Нашим главным развлечением был трамвай. Лихое занятие — прыгнуть на ходу на заднюю площадку второго или третьего вагона. Кондуктор зорко наблюдала за акробатическими прыжками мальчишек. Дергала протянутую под потолком вагона веревку — подавала звонком сигнал вагоновожатому. Случалось, остановив трамвай, вагоновожатый и кондукторша старались поймать нарушителя, бежали за ним до ближайшей подворотни и кричали вслед: «Поймаем, уши оторвем!» Но никакой спринтер не мог бы изловить ловких мальчишек с Таганки.
В
квартире, где я жил, кроме меня, мальчиков не было. Дочери нашей хозяйки Зоя и Аня садились вечерами на подоконник и пели под гитару. Они хорошо знали все песни Лидии Руслановой и Клавдии Шульженко. Пели и плакали от томившей их тоски по любви.Две другие девушки-«коммуналки» считались интеллигентками. У Лели отец — инженер-строитель, у Нины — отец и мать именовали себя счетными работниками, попросту говоря, были бухгалтерами. Когда у Зои родился ребенок, пришлось освободить «угол». Нас приютили Емельяновы, Лелина семья. Ее мама Нина Антоновна и она сама стали для меня родными людьми.

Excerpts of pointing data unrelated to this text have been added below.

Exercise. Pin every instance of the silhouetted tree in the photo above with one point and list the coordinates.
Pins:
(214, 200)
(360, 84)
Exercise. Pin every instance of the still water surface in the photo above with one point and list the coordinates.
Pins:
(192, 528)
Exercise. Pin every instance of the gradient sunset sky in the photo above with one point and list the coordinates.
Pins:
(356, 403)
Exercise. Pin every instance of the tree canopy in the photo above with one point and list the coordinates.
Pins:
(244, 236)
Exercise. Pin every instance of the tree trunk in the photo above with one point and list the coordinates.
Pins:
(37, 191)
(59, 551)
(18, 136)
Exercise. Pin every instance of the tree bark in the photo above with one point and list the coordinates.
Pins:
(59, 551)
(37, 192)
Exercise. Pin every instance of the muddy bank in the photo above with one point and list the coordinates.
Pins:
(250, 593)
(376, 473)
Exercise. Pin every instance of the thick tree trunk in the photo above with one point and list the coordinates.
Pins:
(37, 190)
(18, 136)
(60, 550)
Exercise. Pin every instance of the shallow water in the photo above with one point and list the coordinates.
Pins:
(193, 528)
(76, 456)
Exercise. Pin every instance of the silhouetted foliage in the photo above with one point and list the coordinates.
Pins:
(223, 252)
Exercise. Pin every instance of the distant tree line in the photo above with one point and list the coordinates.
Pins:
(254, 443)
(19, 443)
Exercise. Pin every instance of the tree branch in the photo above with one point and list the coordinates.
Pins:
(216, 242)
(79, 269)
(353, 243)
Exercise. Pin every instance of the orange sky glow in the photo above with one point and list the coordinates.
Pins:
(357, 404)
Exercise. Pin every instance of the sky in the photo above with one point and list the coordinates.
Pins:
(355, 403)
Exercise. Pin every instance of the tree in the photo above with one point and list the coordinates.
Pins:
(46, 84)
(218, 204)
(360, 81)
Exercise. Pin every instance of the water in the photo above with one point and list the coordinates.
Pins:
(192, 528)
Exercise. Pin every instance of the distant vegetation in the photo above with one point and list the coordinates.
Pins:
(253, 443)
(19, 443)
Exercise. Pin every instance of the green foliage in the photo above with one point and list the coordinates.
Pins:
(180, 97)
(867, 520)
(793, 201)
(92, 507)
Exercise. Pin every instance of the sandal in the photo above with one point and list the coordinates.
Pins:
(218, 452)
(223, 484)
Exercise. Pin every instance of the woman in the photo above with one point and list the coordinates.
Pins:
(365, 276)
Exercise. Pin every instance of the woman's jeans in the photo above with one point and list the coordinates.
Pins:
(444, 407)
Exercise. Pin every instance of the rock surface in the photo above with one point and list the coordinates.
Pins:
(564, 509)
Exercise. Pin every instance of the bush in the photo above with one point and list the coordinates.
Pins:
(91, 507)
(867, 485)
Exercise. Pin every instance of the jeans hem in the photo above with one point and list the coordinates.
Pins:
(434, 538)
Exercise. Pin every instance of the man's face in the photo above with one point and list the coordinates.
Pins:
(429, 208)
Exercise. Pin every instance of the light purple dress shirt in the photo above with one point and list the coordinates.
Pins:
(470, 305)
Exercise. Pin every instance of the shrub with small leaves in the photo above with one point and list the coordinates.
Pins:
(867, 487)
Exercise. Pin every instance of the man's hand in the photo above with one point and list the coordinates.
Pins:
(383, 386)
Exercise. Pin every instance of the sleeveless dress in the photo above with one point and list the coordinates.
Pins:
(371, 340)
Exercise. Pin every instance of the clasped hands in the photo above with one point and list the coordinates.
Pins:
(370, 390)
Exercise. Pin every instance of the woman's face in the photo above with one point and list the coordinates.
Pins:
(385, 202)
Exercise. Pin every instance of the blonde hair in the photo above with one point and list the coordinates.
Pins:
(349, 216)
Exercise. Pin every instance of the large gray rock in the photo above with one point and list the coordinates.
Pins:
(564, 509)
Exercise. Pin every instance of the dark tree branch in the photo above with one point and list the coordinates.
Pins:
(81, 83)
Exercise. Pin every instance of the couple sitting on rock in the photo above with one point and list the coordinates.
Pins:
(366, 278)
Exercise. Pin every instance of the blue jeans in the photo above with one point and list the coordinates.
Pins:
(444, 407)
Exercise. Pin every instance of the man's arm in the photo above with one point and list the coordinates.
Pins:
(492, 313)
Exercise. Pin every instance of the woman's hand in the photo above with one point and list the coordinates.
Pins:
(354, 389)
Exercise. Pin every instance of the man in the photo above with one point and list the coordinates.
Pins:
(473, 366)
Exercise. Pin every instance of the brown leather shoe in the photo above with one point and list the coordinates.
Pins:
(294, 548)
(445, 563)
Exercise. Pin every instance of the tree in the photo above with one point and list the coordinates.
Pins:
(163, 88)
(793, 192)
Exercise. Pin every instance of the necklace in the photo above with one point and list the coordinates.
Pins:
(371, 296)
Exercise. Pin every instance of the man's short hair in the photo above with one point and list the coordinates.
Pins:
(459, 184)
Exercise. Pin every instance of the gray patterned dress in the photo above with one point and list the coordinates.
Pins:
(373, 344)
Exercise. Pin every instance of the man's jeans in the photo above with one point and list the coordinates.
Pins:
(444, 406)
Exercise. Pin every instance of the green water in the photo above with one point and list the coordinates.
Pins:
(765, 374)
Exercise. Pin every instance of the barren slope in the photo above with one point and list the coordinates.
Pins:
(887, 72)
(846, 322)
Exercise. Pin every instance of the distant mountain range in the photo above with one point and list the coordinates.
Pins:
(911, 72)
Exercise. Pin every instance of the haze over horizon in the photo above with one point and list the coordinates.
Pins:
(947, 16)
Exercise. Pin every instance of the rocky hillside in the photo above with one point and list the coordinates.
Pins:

В начале 50-х годов мы с женой навещали Нину Антоновну — маленькую хлопотливую старушку, угощавшую нас чаем с сахарином. Бывало, я просил у Нины Антоновны спички, она долго рылась в своем чуланчике, приносила коробочку — и сахарин, и спички хранились у нее с 20-х годов, от нэпа. Нина Антоновна очень боялась повторения голода и запаслась «дефицитом» до самой смерти.
По вечерам Леля и Нина заводили патефон с записями песен Вари Паниной, модной исполнительницы цыганских романсов, короля городских шлягеров Юрия Морфесси, эмигрантов Петра Лещенко и Александра Вертинского.
Вся эта музыка была тогда под запретом. Прежде чем завести патефон, двери плотно закрывали, завешивали окна, иначе можно было прослыть «недобитыми нэпманками». В гости к девушкам, «на танцы» приходили красивые молодые люди, чаще других актер театра Вахтангова Надир Малишевский, балетный либреттист Петр Аболимов. Он одержал верх и стал мужем Нины. После войны Петр Федорович ходил в помощниках Ворошилова, был директором Дворца съездов. Когда ожидался визит молодых людей, девушки норовили отправить мам из дома. Мамы соглашались с условием, что в комнате останется Алеша. Я садился к патефону и выполнял роль диск-жокея. Гости одаривали меня плиткой шоколада или конфетами, чтобы умерить мою бдительность.
Память о 1937-м. Мне тринадцать лет, возраст первых раздумий, первых слез от того, что придется умереть. Но это во сне, а наяву? Мы тогда и слов таких не слышали: массовые репрессии. В нашей квартире забрали ночью только одного жильца, угрюмого человека. На кухне у него не было керосинки. «Этот питается по столовкам» — для хозяек примусов и керосинок в этом было что-то ненадежное. Его исчезновение никого особенно не взволновало. Только проходя мимо опечатанной красным сургучом комнаты, вспоминали про себя о жившем здесь человеке.
1937 год в доме, где жила с родителями моя будущая жена, восьмилетняя Рада, — там другое дело. В романе Юрия Трифонова «Дом на набережной» описано все это иезуитское буйство сталинских репрессий. Он жил там, близ Кремля, а я совсем в другом — рабочем — районе Москвы, в той ее части, где мальчиков одолевали иные заботы.
1937 год. В то время для нас существовала только Испания, бои с фашистами. В моду вошли шапочки-испанки — синие с красным кантом пилотки, а также большие береты, которые мы лихо сдвигали набок. Непривычный запах апельсинов и мандаринов, доселе неизвестных нам фруктов, казалось, донесся на Таганку прямо из жаркой Испании. Мы обжирались этими прекрасными плодами. В мальчишеском жаргоне самым сильным ругательством стало слово «фашист». Так мы называли тех, кого ненавидел весь двор: трусов, жадин и доносчиков. От клички фашист «отмывались» в нешуточных драках.